Her blog is well worded and is very captivating. It also demonstrates that she genuinely cares about people. She wants Texas to be prosperous and wants our children to be safe. In this entry I will address whether continuing to criminalize marijuana will accomplish this as she believes.

She opens with a statement about how the media depicts it being cool to drink and smoke tobacco. This is true. I also agree that this is a problem, but I don't see how this is relevant to marijuana . Maybe she's implying that by legalizing marijuana, add campaigns would appear to make it cool and more movies and TV shows would depict marijuana use. In Colorado, where cannabis is legal, the cannabis industry is not allowed to advertise (according to reuters.com). TV shows and movies already portray smoking marijuana as cool. I don't see how legalizing marijuana would create more of that.

Later she makes a claim about how illegal drug use is associated with other more violent crimes. This statement, along with the work she cites, does not distinguish between marijuana and all other illegal drugs. I think her argument would be more compelling if she only made claims about marijuana since that's what this article is about.

Ms. Tran mentions the children several times in her article so I think it's important to clarify that if marijuana were to become legal in Texas it would only be legal for those over 21. This is the way it is in other states where cannabis is legal. As far as whether or not children would use more cannabis if it were made legal I think the answer is 'no'. Being illegal makes smoking cannabis something kids do to be "cool." If it were legalized, fewer kids would smoke cannabis, I believe. This would be especially true, I think, if the schools made an effort to teach kids about how cannabis can turn people into lazy, weak characters that no one would desire to be.

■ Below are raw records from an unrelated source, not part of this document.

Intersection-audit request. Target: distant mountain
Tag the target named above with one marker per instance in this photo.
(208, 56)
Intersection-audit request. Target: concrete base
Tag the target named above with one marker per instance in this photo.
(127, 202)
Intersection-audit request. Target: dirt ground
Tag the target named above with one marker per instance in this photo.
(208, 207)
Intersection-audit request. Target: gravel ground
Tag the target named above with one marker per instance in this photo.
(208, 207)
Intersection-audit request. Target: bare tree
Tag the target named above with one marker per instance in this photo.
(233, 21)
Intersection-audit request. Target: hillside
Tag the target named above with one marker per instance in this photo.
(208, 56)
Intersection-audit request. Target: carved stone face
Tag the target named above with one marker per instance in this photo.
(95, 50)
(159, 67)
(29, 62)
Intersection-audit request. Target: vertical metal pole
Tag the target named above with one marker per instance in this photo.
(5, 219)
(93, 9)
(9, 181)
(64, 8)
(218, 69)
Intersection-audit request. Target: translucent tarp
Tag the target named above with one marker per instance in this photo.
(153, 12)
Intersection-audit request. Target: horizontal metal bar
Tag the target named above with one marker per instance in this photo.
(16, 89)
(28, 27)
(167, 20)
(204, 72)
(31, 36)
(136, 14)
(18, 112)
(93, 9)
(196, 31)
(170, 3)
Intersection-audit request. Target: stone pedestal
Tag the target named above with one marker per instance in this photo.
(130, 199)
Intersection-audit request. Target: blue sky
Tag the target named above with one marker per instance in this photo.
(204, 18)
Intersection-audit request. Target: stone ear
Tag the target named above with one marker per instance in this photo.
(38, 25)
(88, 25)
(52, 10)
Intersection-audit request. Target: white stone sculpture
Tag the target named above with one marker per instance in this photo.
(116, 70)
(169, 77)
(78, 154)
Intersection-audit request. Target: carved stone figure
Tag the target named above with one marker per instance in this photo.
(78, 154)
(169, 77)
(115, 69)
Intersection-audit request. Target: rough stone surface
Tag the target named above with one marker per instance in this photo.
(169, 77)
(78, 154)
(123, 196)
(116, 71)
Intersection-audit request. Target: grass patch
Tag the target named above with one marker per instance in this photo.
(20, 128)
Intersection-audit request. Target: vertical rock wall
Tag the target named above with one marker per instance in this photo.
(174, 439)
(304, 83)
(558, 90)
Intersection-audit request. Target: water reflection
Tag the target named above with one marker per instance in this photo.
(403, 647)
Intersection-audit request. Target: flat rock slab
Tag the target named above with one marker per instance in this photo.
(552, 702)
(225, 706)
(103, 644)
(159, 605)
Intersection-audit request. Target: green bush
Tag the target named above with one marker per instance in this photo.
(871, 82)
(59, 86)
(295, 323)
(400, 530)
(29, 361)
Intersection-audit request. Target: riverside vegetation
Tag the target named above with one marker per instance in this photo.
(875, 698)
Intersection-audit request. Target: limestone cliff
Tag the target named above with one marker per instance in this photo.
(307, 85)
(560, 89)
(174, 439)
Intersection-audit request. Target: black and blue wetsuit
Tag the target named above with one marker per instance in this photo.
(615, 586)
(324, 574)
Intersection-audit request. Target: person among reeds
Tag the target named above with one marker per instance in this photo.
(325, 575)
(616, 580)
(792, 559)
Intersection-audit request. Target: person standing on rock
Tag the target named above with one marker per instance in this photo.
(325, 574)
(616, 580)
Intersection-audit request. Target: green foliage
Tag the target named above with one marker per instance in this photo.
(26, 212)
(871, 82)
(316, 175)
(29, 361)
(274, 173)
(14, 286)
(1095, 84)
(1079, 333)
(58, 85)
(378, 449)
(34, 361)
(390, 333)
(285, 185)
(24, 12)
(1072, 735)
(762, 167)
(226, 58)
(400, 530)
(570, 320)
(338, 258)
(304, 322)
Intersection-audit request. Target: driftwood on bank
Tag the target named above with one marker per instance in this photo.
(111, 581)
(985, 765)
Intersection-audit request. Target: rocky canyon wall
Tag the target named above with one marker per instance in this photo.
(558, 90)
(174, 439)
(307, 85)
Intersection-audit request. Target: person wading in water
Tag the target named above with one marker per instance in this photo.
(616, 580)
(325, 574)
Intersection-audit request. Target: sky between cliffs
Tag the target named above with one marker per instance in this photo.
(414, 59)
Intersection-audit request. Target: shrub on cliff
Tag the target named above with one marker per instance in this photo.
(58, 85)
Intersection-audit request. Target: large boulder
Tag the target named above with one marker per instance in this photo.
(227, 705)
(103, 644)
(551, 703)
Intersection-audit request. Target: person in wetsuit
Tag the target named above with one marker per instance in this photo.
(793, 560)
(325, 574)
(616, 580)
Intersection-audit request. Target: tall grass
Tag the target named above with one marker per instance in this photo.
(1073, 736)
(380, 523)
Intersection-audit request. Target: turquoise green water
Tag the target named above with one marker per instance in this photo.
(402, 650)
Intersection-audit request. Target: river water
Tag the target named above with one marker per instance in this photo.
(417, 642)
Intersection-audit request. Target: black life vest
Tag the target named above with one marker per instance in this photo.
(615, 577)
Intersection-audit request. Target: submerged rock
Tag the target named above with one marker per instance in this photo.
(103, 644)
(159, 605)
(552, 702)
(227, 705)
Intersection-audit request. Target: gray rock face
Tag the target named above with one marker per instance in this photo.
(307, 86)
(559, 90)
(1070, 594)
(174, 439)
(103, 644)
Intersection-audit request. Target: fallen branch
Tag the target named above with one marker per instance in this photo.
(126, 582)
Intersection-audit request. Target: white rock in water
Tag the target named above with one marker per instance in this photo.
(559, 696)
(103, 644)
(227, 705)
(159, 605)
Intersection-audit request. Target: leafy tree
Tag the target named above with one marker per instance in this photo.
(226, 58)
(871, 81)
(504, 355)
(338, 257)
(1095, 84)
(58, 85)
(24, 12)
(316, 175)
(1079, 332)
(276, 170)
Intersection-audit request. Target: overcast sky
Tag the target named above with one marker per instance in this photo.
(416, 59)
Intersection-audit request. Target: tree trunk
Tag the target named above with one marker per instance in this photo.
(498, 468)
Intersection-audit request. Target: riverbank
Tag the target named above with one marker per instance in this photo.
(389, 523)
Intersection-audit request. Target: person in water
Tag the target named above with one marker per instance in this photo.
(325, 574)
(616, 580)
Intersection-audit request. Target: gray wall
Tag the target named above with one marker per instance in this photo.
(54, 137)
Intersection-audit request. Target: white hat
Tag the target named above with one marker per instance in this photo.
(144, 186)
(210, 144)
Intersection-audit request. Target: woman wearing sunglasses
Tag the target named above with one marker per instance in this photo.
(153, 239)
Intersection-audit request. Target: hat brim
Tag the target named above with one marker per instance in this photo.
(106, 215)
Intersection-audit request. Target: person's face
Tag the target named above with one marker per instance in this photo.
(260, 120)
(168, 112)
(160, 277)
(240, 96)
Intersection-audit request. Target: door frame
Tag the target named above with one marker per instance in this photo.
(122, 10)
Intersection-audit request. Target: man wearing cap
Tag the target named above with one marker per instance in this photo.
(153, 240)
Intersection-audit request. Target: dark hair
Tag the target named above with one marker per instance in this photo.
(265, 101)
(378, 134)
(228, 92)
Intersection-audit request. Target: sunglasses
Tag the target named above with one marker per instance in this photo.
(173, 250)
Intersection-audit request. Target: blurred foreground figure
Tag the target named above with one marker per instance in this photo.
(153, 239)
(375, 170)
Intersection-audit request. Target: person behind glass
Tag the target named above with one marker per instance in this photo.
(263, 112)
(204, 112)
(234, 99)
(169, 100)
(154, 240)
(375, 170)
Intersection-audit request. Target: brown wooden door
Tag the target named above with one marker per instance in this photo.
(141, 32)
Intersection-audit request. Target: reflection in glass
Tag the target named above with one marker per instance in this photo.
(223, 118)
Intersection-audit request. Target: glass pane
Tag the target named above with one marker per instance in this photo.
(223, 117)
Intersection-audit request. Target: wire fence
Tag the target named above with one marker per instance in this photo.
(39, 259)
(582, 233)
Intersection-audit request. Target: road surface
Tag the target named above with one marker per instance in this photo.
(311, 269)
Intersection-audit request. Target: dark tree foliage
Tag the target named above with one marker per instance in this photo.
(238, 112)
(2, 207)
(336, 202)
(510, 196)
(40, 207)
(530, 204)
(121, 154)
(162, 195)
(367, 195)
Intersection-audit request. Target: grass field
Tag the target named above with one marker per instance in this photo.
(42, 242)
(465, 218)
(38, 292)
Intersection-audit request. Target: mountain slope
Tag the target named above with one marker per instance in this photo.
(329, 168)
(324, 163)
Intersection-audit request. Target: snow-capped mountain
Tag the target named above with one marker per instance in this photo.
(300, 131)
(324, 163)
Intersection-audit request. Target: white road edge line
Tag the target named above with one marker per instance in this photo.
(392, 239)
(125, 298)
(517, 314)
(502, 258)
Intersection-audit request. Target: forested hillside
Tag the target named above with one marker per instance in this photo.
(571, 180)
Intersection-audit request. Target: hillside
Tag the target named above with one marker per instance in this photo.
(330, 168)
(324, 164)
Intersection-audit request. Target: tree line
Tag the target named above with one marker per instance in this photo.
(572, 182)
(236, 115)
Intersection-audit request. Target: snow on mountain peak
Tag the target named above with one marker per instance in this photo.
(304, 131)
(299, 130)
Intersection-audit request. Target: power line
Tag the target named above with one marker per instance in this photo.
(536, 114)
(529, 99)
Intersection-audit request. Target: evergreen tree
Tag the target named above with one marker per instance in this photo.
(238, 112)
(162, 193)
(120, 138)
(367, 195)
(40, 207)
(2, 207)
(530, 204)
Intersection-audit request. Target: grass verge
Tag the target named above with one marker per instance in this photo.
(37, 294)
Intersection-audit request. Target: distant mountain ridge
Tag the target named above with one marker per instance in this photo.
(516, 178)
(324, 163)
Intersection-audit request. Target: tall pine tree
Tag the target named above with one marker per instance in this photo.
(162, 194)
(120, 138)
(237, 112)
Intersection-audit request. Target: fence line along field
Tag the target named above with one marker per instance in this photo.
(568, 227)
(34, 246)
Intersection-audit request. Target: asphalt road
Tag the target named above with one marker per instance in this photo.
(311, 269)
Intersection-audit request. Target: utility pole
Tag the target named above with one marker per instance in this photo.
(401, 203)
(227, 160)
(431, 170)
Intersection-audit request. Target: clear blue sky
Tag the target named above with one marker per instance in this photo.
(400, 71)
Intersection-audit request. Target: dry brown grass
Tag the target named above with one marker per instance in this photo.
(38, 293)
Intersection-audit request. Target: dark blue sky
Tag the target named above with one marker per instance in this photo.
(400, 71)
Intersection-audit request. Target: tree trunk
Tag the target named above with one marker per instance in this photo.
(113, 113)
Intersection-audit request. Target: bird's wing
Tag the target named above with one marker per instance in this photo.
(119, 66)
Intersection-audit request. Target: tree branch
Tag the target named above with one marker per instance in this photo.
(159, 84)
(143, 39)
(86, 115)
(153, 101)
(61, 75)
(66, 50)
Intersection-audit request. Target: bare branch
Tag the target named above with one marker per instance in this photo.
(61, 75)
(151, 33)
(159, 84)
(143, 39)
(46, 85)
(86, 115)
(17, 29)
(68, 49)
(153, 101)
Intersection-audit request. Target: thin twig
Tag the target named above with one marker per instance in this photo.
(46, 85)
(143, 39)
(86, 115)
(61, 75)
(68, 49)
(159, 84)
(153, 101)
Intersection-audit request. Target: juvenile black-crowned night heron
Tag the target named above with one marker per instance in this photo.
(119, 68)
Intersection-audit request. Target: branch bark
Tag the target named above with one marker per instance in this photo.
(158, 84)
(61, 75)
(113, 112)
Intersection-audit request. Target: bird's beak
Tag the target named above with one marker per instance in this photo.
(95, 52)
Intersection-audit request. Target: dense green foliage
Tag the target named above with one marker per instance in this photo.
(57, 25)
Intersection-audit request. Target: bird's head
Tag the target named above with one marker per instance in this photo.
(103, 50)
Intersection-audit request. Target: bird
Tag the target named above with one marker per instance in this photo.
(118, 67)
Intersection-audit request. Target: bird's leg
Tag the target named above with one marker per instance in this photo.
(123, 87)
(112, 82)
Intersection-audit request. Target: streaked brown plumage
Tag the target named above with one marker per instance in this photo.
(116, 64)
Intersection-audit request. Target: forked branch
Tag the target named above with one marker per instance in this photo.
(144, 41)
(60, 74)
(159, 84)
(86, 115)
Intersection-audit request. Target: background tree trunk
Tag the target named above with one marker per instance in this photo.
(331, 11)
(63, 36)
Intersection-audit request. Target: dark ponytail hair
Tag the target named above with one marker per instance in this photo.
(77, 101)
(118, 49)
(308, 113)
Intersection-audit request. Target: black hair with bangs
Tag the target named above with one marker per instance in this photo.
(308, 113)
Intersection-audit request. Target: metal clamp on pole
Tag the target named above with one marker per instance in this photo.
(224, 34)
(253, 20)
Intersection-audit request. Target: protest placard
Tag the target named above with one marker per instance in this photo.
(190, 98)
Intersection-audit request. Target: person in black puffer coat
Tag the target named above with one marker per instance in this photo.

She makes an interesting argument that I have never heard before in the debate to legalize marijuana. She claims that if Texas were to legalize cannabis, more government resources would go into drug education, rehabilitation and treatment. The cost of this, she says, could outweigh the tax revenue gained from taxing the sales of marijuana. She doesn't provide a reason to believe this, but it could certainly be true and I am curious to know if this will be observed in Washington and Colorado where cannabis has been decriminalized. One thing she failed to consider, which our college Brady Ryan pointed out, is that Texas would also save money by incarcerating fewer people if cannabis were decriminalized. Almost $4 million per day according to Mr. Ryan. This could have the potential to put decriminalizing marijuana back in favor for the taxpayer.

Mr Ryan also points out that marijuana related deaths are in the double digits, and that since Colorado decriminalized cannabis, crime has gone down over 10% and that violent crimes have gone down 5%. It seems to me people who smoke cannabis are really only harming themselves (and possibly the people that care for them and depend on them, but only because they care for or depend on them). Shouldn't people have the right to choose whether they do this to themselves? Isn't it not much different than saying that women should have the right to have an abortion? And most importantly, wouldn't the criminal justice system be better off spending it's limited resources on regulating firearms and on prosecuting violent criminals? You decide.